The National Whistleblower Center (NWC) has released a report detailing how the fossil fuel industry has hidden systematic risk from their shareholders and how these deceptions could potentially devastate the global financial system. The report, titled Exposing a Ticking Time Bomb: How Fossil Fuel Industry Fraud is Setting Us Up for a Financial Implosion – and What Whistleblowers Can Do About It, claims that fossil fuel companies such as Exxonmobil have consistently concealed or downplayed “climate risks” to trick investors into continuing to believe in the long term stability of the industry. These fossil fuel companies are so tightly integrated into our financial system that their failure could cause a devastating chain reaction of crashes and failures for the global economy. The report predicts in a worst-case scenario that “the potential for rapid asset deflation at large fossil fuel companies is a ticking time bomb that, if not detected and addressed, could make the global financial system implode.”
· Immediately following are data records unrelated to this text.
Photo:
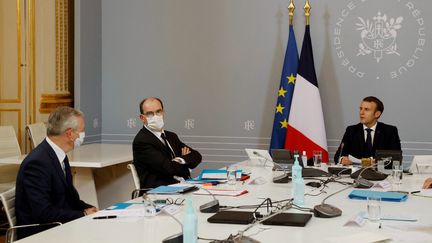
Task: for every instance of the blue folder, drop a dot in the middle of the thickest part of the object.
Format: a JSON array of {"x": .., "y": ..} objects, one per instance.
[{"x": 385, "y": 196}]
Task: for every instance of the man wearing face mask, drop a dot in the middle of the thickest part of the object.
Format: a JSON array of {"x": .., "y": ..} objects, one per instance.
[
  {"x": 44, "y": 189},
  {"x": 159, "y": 156}
]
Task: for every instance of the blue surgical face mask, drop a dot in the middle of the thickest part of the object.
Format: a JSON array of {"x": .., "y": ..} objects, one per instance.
[
  {"x": 155, "y": 123},
  {"x": 79, "y": 140}
]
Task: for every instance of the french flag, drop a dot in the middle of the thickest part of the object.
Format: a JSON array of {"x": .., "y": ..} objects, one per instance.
[{"x": 306, "y": 129}]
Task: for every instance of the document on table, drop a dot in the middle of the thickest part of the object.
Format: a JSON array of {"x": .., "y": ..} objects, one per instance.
[
  {"x": 221, "y": 192},
  {"x": 361, "y": 237}
]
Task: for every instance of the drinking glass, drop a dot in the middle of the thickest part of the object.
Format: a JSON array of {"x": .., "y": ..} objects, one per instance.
[
  {"x": 397, "y": 172},
  {"x": 374, "y": 208}
]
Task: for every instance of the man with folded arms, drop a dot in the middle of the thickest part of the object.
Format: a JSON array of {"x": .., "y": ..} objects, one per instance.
[
  {"x": 44, "y": 189},
  {"x": 159, "y": 156},
  {"x": 363, "y": 139}
]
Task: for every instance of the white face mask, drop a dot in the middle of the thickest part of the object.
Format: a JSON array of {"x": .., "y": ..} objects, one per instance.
[
  {"x": 155, "y": 123},
  {"x": 79, "y": 140}
]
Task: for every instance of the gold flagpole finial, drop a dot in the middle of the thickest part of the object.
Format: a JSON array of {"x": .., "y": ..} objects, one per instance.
[
  {"x": 291, "y": 8},
  {"x": 307, "y": 9}
]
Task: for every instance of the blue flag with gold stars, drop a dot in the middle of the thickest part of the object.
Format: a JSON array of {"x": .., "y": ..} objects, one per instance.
[{"x": 286, "y": 90}]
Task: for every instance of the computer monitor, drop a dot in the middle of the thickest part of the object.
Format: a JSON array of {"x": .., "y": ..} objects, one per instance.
[
  {"x": 283, "y": 157},
  {"x": 393, "y": 154}
]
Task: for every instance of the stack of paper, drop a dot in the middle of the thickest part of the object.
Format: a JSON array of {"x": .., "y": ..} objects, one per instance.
[{"x": 207, "y": 174}]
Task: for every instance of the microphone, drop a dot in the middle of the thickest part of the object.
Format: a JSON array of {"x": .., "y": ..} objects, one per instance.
[
  {"x": 361, "y": 182},
  {"x": 284, "y": 178},
  {"x": 324, "y": 210},
  {"x": 176, "y": 238},
  {"x": 340, "y": 152},
  {"x": 212, "y": 206}
]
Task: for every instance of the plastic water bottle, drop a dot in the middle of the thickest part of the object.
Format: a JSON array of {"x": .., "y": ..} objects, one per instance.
[
  {"x": 304, "y": 158},
  {"x": 298, "y": 182},
  {"x": 190, "y": 224}
]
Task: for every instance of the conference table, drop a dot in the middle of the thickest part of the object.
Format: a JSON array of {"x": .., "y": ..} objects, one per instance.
[
  {"x": 157, "y": 228},
  {"x": 101, "y": 160}
]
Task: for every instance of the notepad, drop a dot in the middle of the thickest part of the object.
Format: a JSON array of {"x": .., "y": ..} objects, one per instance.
[
  {"x": 385, "y": 196},
  {"x": 172, "y": 189},
  {"x": 208, "y": 174}
]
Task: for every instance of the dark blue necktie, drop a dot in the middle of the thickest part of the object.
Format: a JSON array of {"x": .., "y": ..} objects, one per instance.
[
  {"x": 167, "y": 146},
  {"x": 369, "y": 141}
]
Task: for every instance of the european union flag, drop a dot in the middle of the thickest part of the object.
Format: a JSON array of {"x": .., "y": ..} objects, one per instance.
[{"x": 286, "y": 90}]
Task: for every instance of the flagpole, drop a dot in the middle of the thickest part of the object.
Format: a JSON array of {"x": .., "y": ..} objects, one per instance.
[
  {"x": 307, "y": 9},
  {"x": 291, "y": 8}
]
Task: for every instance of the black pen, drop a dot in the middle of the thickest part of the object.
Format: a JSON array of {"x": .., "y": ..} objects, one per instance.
[{"x": 106, "y": 217}]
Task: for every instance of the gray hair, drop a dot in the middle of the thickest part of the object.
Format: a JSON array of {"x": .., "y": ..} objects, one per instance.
[{"x": 62, "y": 119}]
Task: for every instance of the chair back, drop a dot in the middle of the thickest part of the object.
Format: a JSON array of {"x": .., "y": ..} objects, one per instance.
[
  {"x": 135, "y": 177},
  {"x": 8, "y": 201},
  {"x": 37, "y": 133},
  {"x": 9, "y": 145}
]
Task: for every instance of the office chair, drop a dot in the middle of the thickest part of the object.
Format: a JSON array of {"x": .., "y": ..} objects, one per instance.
[
  {"x": 36, "y": 132},
  {"x": 8, "y": 201}
]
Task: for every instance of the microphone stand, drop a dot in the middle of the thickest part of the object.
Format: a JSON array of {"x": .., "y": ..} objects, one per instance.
[
  {"x": 340, "y": 152},
  {"x": 241, "y": 238}
]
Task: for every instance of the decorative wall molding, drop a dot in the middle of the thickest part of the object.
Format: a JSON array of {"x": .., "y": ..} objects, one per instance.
[{"x": 49, "y": 102}]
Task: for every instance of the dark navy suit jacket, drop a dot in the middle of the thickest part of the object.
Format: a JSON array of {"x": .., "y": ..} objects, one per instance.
[
  {"x": 152, "y": 159},
  {"x": 386, "y": 138},
  {"x": 44, "y": 193}
]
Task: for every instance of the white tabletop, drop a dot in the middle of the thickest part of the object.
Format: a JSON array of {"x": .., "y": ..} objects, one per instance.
[
  {"x": 95, "y": 155},
  {"x": 154, "y": 229}
]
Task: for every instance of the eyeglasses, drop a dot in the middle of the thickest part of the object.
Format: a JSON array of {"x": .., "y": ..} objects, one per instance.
[
  {"x": 150, "y": 114},
  {"x": 177, "y": 201}
]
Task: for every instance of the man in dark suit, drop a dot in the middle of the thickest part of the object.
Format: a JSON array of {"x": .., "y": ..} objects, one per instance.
[
  {"x": 159, "y": 156},
  {"x": 363, "y": 139},
  {"x": 44, "y": 189}
]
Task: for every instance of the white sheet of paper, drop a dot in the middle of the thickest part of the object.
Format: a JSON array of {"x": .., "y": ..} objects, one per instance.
[
  {"x": 361, "y": 237},
  {"x": 401, "y": 232},
  {"x": 354, "y": 159}
]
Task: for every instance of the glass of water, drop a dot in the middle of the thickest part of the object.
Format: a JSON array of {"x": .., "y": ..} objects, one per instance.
[
  {"x": 232, "y": 174},
  {"x": 317, "y": 157},
  {"x": 374, "y": 208},
  {"x": 397, "y": 172}
]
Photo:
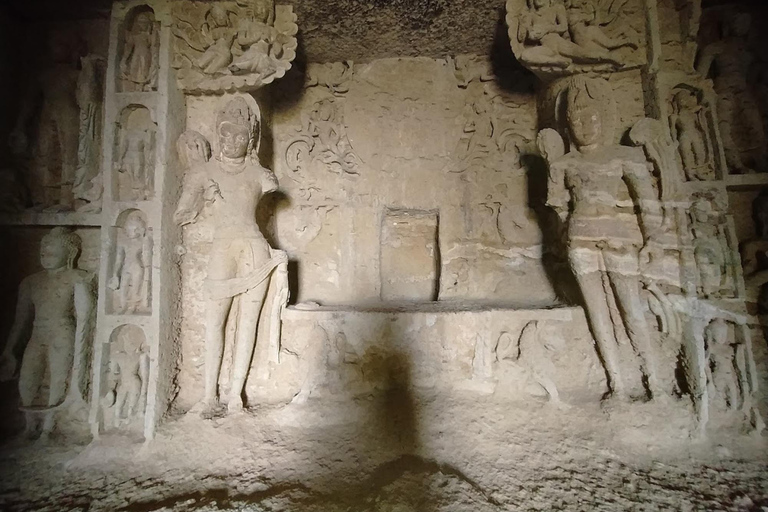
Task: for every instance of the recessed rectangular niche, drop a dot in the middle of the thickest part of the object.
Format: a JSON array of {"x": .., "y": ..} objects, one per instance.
[
  {"x": 139, "y": 46},
  {"x": 130, "y": 281},
  {"x": 409, "y": 257},
  {"x": 134, "y": 166}
]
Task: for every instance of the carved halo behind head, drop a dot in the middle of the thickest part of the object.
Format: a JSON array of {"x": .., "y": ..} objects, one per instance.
[
  {"x": 68, "y": 239},
  {"x": 582, "y": 93},
  {"x": 242, "y": 110}
]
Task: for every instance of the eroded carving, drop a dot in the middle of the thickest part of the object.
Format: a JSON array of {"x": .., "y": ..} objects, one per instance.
[
  {"x": 128, "y": 378},
  {"x": 231, "y": 46},
  {"x": 55, "y": 131},
  {"x": 606, "y": 243},
  {"x": 242, "y": 263},
  {"x": 132, "y": 268},
  {"x": 754, "y": 256},
  {"x": 741, "y": 126},
  {"x": 336, "y": 76},
  {"x": 87, "y": 186},
  {"x": 322, "y": 141},
  {"x": 409, "y": 255},
  {"x": 56, "y": 304},
  {"x": 554, "y": 39},
  {"x": 688, "y": 123},
  {"x": 135, "y": 158},
  {"x": 138, "y": 64}
]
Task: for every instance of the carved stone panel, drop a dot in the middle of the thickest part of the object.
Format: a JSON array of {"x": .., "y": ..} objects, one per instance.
[
  {"x": 131, "y": 277},
  {"x": 692, "y": 125},
  {"x": 556, "y": 38},
  {"x": 127, "y": 378},
  {"x": 229, "y": 46},
  {"x": 409, "y": 255},
  {"x": 139, "y": 47},
  {"x": 134, "y": 167}
]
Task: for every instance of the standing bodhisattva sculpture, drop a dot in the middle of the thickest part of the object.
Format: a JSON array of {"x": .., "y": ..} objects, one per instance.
[
  {"x": 606, "y": 243},
  {"x": 241, "y": 260},
  {"x": 57, "y": 303}
]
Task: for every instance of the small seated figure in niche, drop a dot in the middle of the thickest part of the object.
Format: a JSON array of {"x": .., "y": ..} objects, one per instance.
[
  {"x": 138, "y": 67},
  {"x": 216, "y": 38},
  {"x": 57, "y": 304},
  {"x": 256, "y": 35},
  {"x": 543, "y": 31},
  {"x": 128, "y": 375},
  {"x": 607, "y": 242},
  {"x": 688, "y": 129},
  {"x": 721, "y": 370},
  {"x": 241, "y": 261},
  {"x": 134, "y": 158},
  {"x": 133, "y": 267},
  {"x": 587, "y": 34}
]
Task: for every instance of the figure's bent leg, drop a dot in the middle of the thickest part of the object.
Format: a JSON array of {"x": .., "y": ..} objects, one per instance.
[
  {"x": 32, "y": 372},
  {"x": 251, "y": 304},
  {"x": 119, "y": 404},
  {"x": 68, "y": 129},
  {"x": 60, "y": 359},
  {"x": 631, "y": 309},
  {"x": 215, "y": 326},
  {"x": 135, "y": 290},
  {"x": 599, "y": 319}
]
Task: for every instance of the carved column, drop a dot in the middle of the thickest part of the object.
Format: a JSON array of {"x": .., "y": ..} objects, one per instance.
[{"x": 138, "y": 281}]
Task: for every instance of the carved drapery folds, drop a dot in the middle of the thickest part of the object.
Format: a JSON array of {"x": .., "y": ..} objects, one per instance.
[
  {"x": 231, "y": 46},
  {"x": 683, "y": 253}
]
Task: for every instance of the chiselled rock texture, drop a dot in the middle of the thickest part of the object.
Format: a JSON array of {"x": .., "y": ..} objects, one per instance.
[{"x": 428, "y": 255}]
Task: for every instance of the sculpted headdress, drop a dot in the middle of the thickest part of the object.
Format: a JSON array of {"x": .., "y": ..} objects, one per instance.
[{"x": 240, "y": 112}]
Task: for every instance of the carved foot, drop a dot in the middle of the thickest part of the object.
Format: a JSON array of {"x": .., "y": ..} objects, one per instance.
[
  {"x": 235, "y": 405},
  {"x": 208, "y": 409}
]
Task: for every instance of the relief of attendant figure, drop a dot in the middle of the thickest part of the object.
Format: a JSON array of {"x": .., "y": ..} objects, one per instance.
[
  {"x": 606, "y": 241},
  {"x": 241, "y": 261}
]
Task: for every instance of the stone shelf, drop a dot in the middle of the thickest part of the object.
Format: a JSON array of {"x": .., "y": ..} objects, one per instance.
[
  {"x": 303, "y": 311},
  {"x": 741, "y": 181},
  {"x": 50, "y": 219}
]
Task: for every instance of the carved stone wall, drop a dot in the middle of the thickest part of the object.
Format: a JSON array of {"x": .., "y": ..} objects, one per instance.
[{"x": 355, "y": 144}]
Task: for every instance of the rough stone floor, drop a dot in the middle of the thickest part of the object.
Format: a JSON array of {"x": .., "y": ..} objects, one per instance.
[{"x": 455, "y": 452}]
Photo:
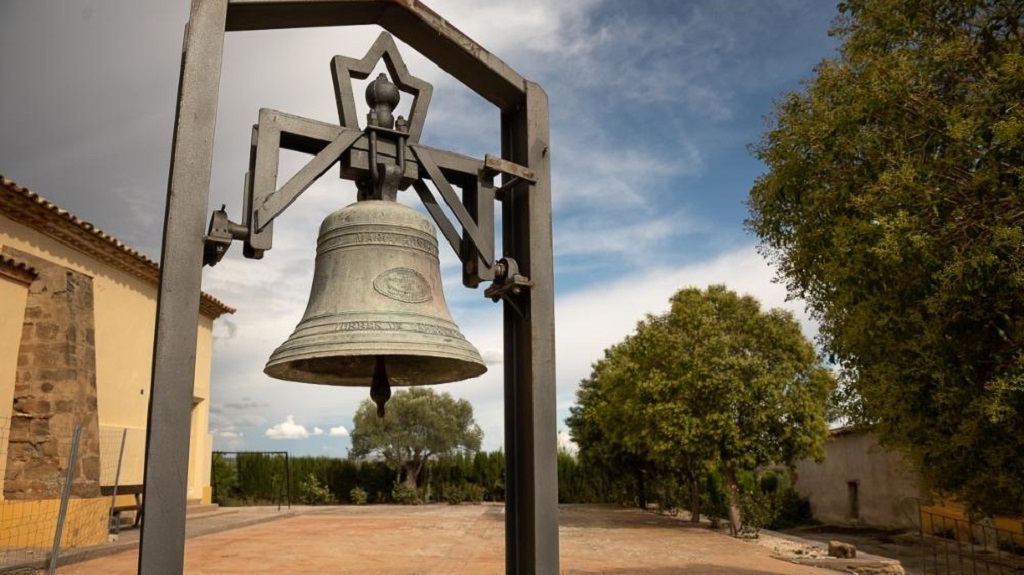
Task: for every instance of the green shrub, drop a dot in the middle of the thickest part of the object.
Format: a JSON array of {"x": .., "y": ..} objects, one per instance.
[
  {"x": 473, "y": 492},
  {"x": 358, "y": 495},
  {"x": 404, "y": 495},
  {"x": 312, "y": 492},
  {"x": 453, "y": 493},
  {"x": 756, "y": 512}
]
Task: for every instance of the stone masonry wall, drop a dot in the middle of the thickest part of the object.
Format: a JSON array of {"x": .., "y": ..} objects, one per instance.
[{"x": 54, "y": 388}]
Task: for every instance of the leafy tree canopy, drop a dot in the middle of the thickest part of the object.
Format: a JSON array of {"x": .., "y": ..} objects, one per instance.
[
  {"x": 420, "y": 424},
  {"x": 714, "y": 382},
  {"x": 893, "y": 205}
]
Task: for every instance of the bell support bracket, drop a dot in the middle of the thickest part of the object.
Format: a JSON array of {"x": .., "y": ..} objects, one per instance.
[{"x": 382, "y": 158}]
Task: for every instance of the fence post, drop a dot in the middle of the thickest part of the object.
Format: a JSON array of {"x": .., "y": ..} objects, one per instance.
[
  {"x": 117, "y": 481},
  {"x": 65, "y": 495}
]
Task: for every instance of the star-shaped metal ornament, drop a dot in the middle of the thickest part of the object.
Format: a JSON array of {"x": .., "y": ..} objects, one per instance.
[{"x": 345, "y": 69}]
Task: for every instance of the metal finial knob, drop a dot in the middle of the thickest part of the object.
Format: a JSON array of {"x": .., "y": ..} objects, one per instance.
[{"x": 382, "y": 97}]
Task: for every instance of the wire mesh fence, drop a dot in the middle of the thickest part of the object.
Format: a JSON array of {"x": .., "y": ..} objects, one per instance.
[
  {"x": 51, "y": 498},
  {"x": 954, "y": 545}
]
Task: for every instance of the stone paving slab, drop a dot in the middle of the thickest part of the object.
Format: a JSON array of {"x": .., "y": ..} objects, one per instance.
[{"x": 458, "y": 540}]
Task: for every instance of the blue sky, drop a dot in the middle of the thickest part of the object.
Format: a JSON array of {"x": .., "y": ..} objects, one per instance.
[{"x": 653, "y": 105}]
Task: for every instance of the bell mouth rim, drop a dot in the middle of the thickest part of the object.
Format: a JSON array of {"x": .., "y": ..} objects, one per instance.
[{"x": 404, "y": 369}]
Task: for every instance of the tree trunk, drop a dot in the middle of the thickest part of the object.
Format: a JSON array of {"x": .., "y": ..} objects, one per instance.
[
  {"x": 641, "y": 491},
  {"x": 694, "y": 498},
  {"x": 412, "y": 472},
  {"x": 732, "y": 490}
]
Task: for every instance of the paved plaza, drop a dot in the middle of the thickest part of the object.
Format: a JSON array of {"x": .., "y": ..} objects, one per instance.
[{"x": 448, "y": 540}]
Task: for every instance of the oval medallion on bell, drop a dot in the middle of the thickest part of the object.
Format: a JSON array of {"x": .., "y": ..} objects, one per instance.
[{"x": 376, "y": 308}]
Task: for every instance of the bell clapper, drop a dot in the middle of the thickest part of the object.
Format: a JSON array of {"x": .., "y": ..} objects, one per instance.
[{"x": 380, "y": 388}]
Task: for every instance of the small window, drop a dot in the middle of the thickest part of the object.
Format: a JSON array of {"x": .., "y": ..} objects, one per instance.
[{"x": 854, "y": 498}]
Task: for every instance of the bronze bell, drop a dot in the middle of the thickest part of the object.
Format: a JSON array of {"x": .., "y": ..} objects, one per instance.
[{"x": 376, "y": 314}]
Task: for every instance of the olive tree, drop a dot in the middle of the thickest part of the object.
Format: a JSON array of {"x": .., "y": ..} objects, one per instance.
[{"x": 893, "y": 204}]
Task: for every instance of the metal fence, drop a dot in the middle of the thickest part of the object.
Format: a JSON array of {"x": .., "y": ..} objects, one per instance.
[
  {"x": 35, "y": 528},
  {"x": 953, "y": 545}
]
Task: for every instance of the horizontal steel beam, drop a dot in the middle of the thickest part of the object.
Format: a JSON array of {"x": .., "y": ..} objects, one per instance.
[{"x": 415, "y": 24}]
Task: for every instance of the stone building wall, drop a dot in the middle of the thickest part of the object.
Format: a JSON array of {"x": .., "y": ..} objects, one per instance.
[{"x": 54, "y": 388}]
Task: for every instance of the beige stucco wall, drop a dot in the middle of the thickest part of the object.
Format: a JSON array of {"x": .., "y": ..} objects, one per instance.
[
  {"x": 884, "y": 482},
  {"x": 125, "y": 316},
  {"x": 12, "y": 296}
]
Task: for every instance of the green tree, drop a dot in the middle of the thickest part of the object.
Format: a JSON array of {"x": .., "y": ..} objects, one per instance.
[
  {"x": 420, "y": 424},
  {"x": 715, "y": 382},
  {"x": 894, "y": 206}
]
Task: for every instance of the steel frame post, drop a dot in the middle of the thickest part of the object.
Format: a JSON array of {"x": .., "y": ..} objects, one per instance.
[
  {"x": 163, "y": 537},
  {"x": 531, "y": 481},
  {"x": 531, "y": 513}
]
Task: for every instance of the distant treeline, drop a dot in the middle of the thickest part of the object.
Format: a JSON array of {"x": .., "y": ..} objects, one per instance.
[{"x": 253, "y": 478}]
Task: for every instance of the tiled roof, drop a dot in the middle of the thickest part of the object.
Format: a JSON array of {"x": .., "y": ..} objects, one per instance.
[
  {"x": 32, "y": 210},
  {"x": 15, "y": 270}
]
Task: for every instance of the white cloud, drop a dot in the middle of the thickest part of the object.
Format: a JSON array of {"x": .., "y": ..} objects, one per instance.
[{"x": 287, "y": 430}]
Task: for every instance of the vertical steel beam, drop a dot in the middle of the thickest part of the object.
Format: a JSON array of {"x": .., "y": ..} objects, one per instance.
[
  {"x": 531, "y": 479},
  {"x": 163, "y": 537}
]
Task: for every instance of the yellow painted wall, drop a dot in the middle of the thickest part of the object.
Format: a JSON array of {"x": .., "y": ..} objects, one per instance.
[
  {"x": 125, "y": 317},
  {"x": 32, "y": 524},
  {"x": 12, "y": 296}
]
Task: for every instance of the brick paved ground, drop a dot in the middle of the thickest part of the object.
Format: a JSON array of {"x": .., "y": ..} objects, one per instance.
[{"x": 458, "y": 540}]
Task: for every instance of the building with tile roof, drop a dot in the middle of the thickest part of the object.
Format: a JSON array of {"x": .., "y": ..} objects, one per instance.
[{"x": 77, "y": 319}]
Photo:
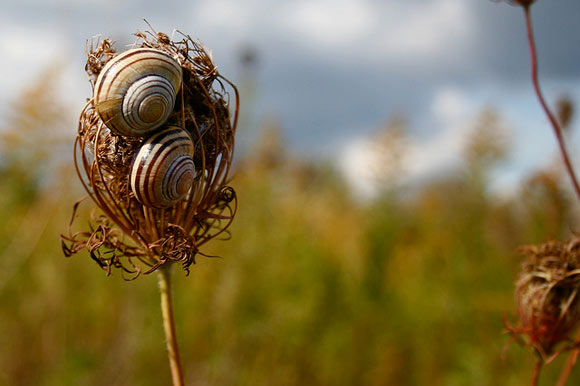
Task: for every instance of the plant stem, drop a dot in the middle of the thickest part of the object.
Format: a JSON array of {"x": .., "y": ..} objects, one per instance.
[
  {"x": 547, "y": 111},
  {"x": 570, "y": 362},
  {"x": 169, "y": 325},
  {"x": 536, "y": 374}
]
Although fossil fuel companies have been denying evidence of climate change for decades, hiding information and downplaying risks to shareholders is a prosecutable SEC offense. These deceptions may also be prosecutable under the False Claims Act, and there are a number of lawsuits pending, most notably The Commonwealth of Massachusetts v. Exxon Mobil Corp. in which the state alleges that Exxon Mobil deceived investors.
The report revolves around examining higher levels of risk that has already been exposed, and predicting how much more risk there is left to be uncovered. The NWC used professional fraud investigators to examine the fuel companies with a three-pronged approach, looking at incentives, opportunities and rationalizations for fraud. They found that the companies were systematically deceiving their shareholders and the public in three general ways: by overstating the value of world fuel reserves, by understating environmental liabilities, or by understating physical risks to infrastructure. The report found that these three types of deception are rampant in the fossil fuel industry. John Kostyack, NWC Executive Director and lead author of the report said that “In light of the deceptions we found, the handful of pending fraud cases challenging climate risk disclosures by fossil fuel companies are probably just the tip of the iceberg.”
The report claims that whistleblowers are in a unique and essential position to uncover and prosecute this kind of fraud. The NWC hopes that by publishing this study, they can educate potential whistleblowers on their rights and encourage them to step forward and report fraud from inside these companies. The report also points out the key roles that whistleblowers have played in reforming the banking, tobacco and healthcare industries. The current U.S. domestic and foreign whistleblower laws have great potential for exposing the blatant securities fraud within the fossil fuel industry. The NWC will hold a panel of experts on this topic on July 30, recently recognized by the Senate as National Whistleblower Appreciation Day for the eighth year in a row.